Flags by kevinroessel at Morguefile.com

Invisible Minority

We moved to Canada 5 years ago and it has been an interesting adventure.  One of the most curious aspects has been for both the Americans and Canadians in our family to experience negative Canadian attitudes towards America and Americans.  We have had numerous conversations about why Canadians belittle Americans, the improbable stereotypes they use, as examples of how, generally, people use stereotypes to pigeon hole others.

An interesting book by Michael Adams, Fire and Ice, looked at comparisons in the late 1990s between the US and Canada.  He argued against the assumed convergence of US and Canadian culture.  I’m not totally convinced.  Having lived in some of the areas lumped into the demographic categories, I’d have to quibble with some of the groupings.  As I explained to our kids, when you live in Arkansas and Texas, or Illinois and Michigan, there are just as many differences as there are between Ontario and Saskatchewan or between the Greater Toronto Area and near north Ontario.  I realize that my perspective is different from that of demographers.

Our children aren’t visibly different from the average white child at their school, nor do they speak differently or otherwise stand out.  My daughter was taken aback, today, when her teacher disparaged Americans in relation to the War of 1812 history lesson being taught, relying on modern stereotypes Canadians apply to their southern neighbors.

It is interesting how people will submerge their prejudices when they are face to face with the person whom they are speaking about.  It was a good opportunity to discuss how, when you’re face to face, most people (Uncle Paul excluded) will, out of tactfulness if nothing else, not say unkind things.  But when you are in a room full of people who look and sound like you, sometimes people forget themselves and use stereotypes without thinking about it.

She was most hurt, I think, because it was a surprise and said by a person in authority.  Most of her peers are aware that she is a dual citizen and avoid saying negative things in her presence.  But they say them, I am sure, when she isn’t around.  Not about her, but about her country.  They probably learn them at home, because I hear the same stereotyping nonsense on the commuter train, and at the office.

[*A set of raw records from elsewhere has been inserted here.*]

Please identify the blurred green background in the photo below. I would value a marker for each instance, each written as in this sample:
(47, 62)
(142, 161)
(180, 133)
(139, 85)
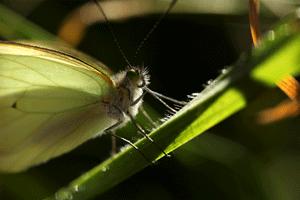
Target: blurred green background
(237, 159)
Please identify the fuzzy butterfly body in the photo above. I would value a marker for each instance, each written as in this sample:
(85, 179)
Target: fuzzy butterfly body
(51, 102)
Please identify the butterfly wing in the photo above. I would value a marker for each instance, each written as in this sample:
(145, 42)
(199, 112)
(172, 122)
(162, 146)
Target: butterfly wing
(50, 103)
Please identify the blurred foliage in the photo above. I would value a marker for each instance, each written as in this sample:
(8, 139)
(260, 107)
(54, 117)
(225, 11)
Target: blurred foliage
(236, 159)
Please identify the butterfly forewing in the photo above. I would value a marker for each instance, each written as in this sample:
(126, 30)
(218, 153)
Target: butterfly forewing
(49, 102)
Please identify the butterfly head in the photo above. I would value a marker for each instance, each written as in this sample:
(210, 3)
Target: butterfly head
(138, 76)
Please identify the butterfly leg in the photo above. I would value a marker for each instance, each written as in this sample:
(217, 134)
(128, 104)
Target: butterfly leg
(108, 130)
(144, 133)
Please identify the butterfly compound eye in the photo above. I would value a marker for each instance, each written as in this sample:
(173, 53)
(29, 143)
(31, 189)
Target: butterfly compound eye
(133, 75)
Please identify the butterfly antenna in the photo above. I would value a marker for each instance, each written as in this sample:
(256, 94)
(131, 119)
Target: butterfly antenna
(159, 97)
(152, 30)
(112, 32)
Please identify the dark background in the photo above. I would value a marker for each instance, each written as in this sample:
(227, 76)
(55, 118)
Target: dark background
(183, 53)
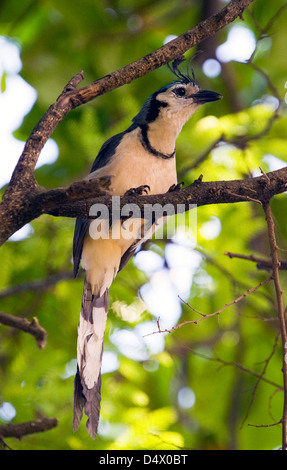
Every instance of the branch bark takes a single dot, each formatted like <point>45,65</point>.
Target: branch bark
<point>18,205</point>
<point>33,327</point>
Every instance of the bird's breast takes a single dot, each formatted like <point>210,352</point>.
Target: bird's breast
<point>133,166</point>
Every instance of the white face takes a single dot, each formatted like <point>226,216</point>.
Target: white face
<point>179,97</point>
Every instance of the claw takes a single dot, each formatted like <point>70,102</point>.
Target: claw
<point>175,187</point>
<point>138,191</point>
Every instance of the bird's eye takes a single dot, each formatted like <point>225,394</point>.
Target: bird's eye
<point>179,91</point>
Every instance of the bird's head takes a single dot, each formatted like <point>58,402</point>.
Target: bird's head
<point>177,101</point>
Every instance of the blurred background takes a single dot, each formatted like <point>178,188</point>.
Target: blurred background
<point>194,388</point>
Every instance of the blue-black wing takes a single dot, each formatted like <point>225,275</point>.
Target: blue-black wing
<point>82,225</point>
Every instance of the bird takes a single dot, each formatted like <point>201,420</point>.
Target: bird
<point>139,159</point>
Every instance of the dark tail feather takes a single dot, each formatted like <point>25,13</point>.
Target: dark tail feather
<point>87,392</point>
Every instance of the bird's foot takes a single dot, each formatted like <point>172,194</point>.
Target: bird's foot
<point>175,187</point>
<point>144,189</point>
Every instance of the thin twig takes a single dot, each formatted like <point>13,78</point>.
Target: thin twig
<point>280,310</point>
<point>205,316</point>
<point>33,327</point>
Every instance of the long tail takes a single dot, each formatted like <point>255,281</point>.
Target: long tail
<point>91,330</point>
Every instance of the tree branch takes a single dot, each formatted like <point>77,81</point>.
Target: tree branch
<point>30,427</point>
<point>15,206</point>
<point>281,313</point>
<point>33,327</point>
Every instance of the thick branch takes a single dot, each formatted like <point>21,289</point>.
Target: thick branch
<point>15,208</point>
<point>199,193</point>
<point>71,97</point>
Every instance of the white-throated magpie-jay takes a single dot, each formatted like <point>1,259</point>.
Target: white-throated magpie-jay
<point>141,156</point>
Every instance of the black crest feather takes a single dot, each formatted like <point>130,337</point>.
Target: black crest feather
<point>189,76</point>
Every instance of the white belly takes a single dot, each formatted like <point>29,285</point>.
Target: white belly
<point>131,167</point>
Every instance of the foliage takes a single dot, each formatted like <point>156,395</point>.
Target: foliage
<point>141,405</point>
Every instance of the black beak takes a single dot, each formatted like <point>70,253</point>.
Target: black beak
<point>205,96</point>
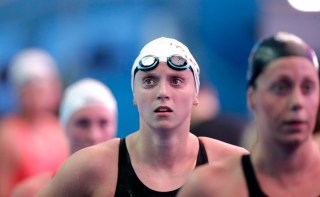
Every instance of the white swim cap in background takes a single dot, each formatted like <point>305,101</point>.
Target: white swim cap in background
<point>32,64</point>
<point>84,93</point>
<point>166,47</point>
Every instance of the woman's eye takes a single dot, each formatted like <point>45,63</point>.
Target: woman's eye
<point>176,81</point>
<point>307,88</point>
<point>148,81</point>
<point>280,88</point>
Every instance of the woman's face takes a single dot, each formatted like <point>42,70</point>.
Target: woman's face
<point>286,99</point>
<point>91,125</point>
<point>164,97</point>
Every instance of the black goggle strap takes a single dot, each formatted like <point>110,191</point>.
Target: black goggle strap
<point>175,62</point>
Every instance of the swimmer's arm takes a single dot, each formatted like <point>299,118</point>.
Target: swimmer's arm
<point>70,180</point>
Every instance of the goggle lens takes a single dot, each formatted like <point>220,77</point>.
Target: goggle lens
<point>175,62</point>
<point>148,61</point>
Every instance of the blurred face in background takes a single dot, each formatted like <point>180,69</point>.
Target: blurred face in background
<point>286,99</point>
<point>41,95</point>
<point>91,125</point>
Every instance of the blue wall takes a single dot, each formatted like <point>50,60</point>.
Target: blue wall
<point>100,39</point>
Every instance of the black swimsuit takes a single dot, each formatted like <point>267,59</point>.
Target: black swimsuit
<point>251,179</point>
<point>128,183</point>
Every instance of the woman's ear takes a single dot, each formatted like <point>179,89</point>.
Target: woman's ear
<point>196,101</point>
<point>250,98</point>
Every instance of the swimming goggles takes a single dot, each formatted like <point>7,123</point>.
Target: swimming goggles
<point>176,62</point>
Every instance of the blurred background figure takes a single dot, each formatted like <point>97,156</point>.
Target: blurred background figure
<point>88,113</point>
<point>207,119</point>
<point>32,140</point>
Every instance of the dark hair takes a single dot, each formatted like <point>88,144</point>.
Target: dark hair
<point>279,45</point>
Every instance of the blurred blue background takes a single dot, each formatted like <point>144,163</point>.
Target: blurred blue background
<point>100,39</point>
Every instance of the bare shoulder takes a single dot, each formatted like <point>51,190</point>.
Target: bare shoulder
<point>222,178</point>
<point>86,172</point>
<point>218,150</point>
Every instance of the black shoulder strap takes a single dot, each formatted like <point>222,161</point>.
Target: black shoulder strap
<point>202,154</point>
<point>252,182</point>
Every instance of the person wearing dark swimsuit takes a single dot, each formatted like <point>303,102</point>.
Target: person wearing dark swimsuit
<point>157,159</point>
<point>129,184</point>
<point>283,94</point>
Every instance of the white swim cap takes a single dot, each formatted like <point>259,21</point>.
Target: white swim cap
<point>166,47</point>
<point>84,93</point>
<point>32,64</point>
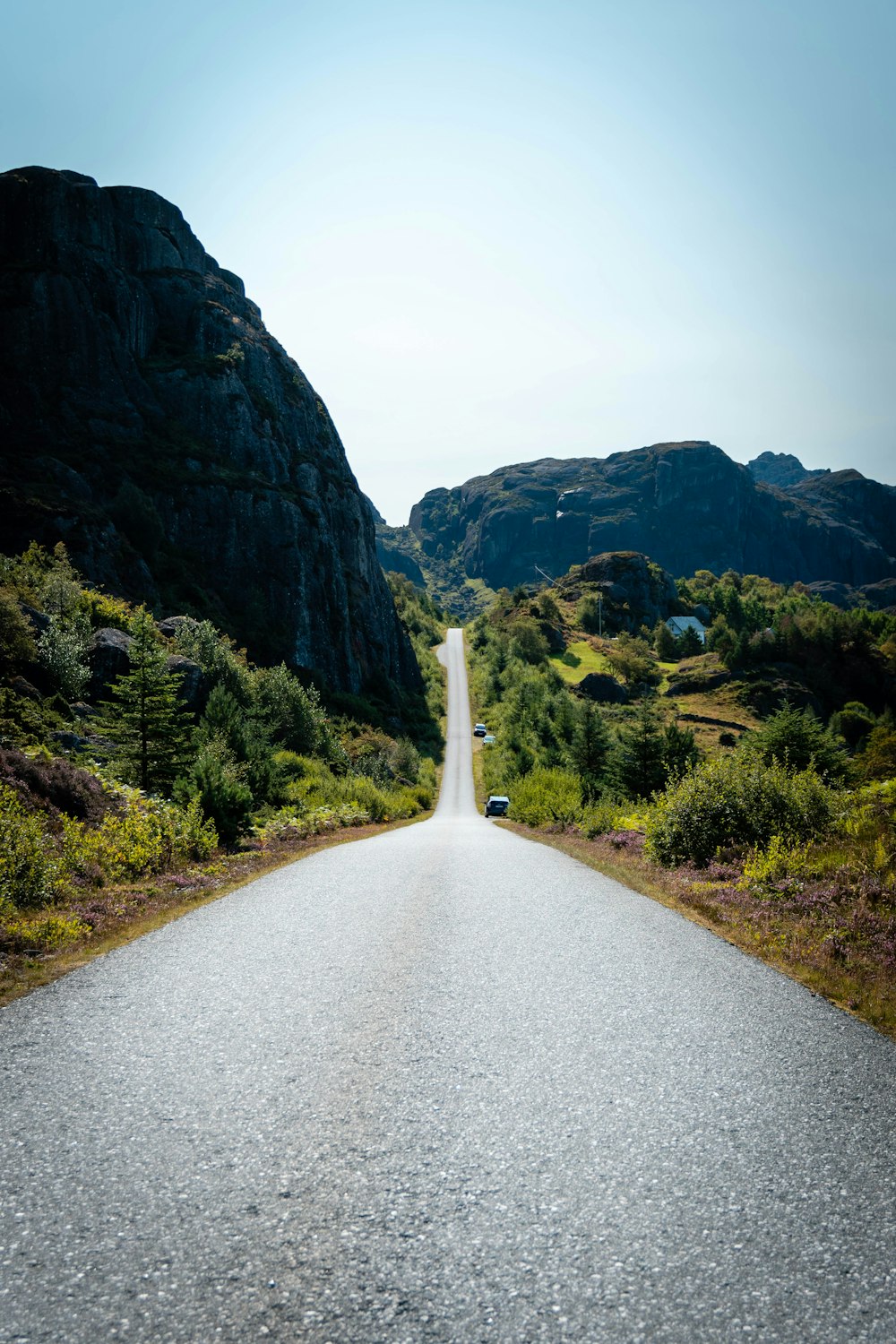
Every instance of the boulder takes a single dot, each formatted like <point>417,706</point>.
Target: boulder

It can be difficult being a dual citizen, and having fondness for both of your countries even though you can only live in one at a time.  This is not uniquely Canadian – people always tend to fear or disparage the Other, whatever it might be.  The reverse rarely happens in the U.S. mostly because no-one thinks about Canada, let alone feels the need to put it down.  It was a good learning experience, in any event.  It can be hard for someone in a majority culture to really understand the hurt, even unintentional, that stereotyping and labelling can cause.

David Whelan

I improve information access and lead information teams. My books on finding information and managing it and practicing law using cloud computing reflect my interest in information management, technology, law practice, and legal research. I've been a library director in Canada and the US, as well as directing the American Bar Association's Legal Technology Resource Center. I speak and write frequently on information, technology, law library, and law practice issues.